Medicare add-on for inpatient COVID-19 hospital stays: Medicare add-on payments for inpatient hospital COVID-19 patients, increasing the payment that would otherwise be made to a hospital for treating these complex patients by 20 percent. This add-on payment would be available through the duration of the COVID-19 emergency period.
Acute Care Treatment Flexibility: Allows acute care hospitals flexibility during the COVID-19 emergency period to transfer patients out of their facilities and into alternative care settings (such as post-acute care) in order to prioritize resources needed to treat COVID-19 cases. The bill, (1) waives the Inpatient Rehabilitation Facility (IRF) 3-hour rule, which requires that a beneficiary be expected to participate in at least 3 hours of intensive rehabilitation at least 5 days per week to be admitted to an IRF; and, (2) allows a Long Term Care Hospital (LTCH) to maintain its designation even if more than 50 percent of its cases are less intensive as well as temporarily pauses the current LTCH site-neutral payment methodology.

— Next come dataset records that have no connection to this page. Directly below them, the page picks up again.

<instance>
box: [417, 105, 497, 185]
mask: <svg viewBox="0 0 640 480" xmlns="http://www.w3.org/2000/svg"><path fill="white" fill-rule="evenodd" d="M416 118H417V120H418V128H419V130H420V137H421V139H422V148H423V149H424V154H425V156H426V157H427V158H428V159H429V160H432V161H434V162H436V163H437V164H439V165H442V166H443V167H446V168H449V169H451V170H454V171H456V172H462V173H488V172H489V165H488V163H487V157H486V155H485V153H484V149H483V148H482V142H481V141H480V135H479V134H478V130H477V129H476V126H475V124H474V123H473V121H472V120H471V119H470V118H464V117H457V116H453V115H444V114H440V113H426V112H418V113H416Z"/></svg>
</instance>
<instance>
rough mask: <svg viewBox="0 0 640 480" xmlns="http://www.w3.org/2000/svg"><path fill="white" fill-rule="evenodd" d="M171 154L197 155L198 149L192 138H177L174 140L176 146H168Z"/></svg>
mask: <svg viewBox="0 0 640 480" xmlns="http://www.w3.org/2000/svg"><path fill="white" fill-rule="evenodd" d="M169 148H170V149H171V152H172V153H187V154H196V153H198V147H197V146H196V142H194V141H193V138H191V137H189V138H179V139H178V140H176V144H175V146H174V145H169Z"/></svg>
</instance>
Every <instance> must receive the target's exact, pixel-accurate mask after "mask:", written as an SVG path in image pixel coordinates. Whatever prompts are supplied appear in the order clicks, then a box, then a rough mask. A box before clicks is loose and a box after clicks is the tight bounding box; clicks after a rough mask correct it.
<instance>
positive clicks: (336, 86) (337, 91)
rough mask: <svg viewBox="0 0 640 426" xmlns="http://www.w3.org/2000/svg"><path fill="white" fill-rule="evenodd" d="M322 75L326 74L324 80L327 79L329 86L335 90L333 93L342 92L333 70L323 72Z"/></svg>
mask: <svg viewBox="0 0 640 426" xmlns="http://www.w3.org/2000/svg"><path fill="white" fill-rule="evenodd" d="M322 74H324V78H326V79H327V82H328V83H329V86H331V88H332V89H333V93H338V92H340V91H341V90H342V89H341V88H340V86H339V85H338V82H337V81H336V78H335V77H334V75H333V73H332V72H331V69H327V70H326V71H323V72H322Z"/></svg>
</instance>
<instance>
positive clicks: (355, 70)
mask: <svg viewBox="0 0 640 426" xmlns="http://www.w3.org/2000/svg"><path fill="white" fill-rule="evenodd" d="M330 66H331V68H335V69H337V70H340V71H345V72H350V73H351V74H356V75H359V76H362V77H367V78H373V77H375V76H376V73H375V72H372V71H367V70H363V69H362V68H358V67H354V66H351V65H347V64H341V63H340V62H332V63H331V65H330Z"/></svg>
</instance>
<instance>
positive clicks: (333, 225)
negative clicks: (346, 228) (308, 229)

Delay in Medicaid Disproportionate Share Hospital Payments: Moreover, the bill delays the scheduled reductions in Medicaid Disproportionate Share Hospital payments through November 30, 2020.
What happened: Funding deadline extended from May 22, 200 through November 30, 2020.
Funding amount: Funding remains at current levels, specifically “$4,000,000,000 for fiscal year 2020, and $668,493,151 for the period beginning on October 1, 2020, and ending on November 30, 2020.”
Timeline for funding: There will need to be a lame duck package to extend this and other HHS programs.